On the very same NYTimes op-ed page, Paul Krugman (who calls sequestration “one of the worst policy ideas in our nation’s history”) seems to want to blame Erskine Bowles and Alan Simpson (who had nothing to do with it directly) as symbols of the overall Washington obsession to focus on deficit reduction. In case you have missed his last 100 columns and book on the topic, Krugman believes that focusing on deficit reduction during a recession is wrong-headed (to put it mildly) and that the government should be focusing on an all-out Keynesian program of economic stimulus.

Sen. Marco Rubio, in his response to Pres. Obama’s State of the Union address, said that the military spending cuts in the sequestration law were “Pres. Obama’s idea in the first place.”

Speaker of the House John Boehner has also blamed Obama for sequestration. There’s a modicum of truth to this idea (back to the Jack Lew anecdote above). But the bill that established the sequestration passed in the House with mostlyu Republican votes.
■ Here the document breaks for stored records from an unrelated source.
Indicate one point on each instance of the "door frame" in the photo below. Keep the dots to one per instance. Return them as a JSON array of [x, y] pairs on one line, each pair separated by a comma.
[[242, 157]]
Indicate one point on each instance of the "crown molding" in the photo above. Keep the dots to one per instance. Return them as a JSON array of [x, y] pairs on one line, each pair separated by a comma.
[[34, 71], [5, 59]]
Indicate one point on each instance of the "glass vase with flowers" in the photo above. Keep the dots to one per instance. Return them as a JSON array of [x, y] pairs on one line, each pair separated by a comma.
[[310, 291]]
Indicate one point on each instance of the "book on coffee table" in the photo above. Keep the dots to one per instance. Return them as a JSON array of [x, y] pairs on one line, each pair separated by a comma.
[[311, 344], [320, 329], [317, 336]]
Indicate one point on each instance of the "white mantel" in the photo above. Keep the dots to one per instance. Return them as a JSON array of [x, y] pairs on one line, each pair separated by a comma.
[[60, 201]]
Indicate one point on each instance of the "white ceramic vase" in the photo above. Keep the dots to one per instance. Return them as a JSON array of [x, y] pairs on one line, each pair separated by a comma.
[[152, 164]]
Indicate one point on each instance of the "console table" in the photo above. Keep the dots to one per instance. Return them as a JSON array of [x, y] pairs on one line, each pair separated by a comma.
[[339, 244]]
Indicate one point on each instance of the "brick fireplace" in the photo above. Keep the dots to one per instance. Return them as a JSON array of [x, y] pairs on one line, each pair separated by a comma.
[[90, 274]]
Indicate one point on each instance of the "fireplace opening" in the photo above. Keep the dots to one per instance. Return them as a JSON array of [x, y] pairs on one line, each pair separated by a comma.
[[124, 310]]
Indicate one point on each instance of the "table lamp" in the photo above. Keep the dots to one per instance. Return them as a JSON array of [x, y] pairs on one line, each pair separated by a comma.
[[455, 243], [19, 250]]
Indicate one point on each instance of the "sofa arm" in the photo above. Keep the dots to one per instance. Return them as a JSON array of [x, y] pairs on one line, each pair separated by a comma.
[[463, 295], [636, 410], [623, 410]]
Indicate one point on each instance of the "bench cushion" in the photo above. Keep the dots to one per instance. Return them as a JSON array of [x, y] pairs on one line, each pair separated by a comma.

If you trace the story back, a reasonable case can be made for Boehner as the cause (not the author) of sequestration because of what is called the "Boehner rule," a Republican demand that every dollar of increase in the national debt limit much be matched by a dollar of spending cuts.

Of course, the key to remember is that whomever fathered sequestration and whomever voted for it, everyone agreed that the mandatory cuts would not take effect but would be replaced by a smarter set of cuts that, for all the obvious reasons, Congress never found.

Politifact has fact-checked this blame game several time, most recently in this check of Rubio’s statement in the SOTU rebuttal) and, if you find yourself confused about the origin of sequestration, I commend their workup to your attention.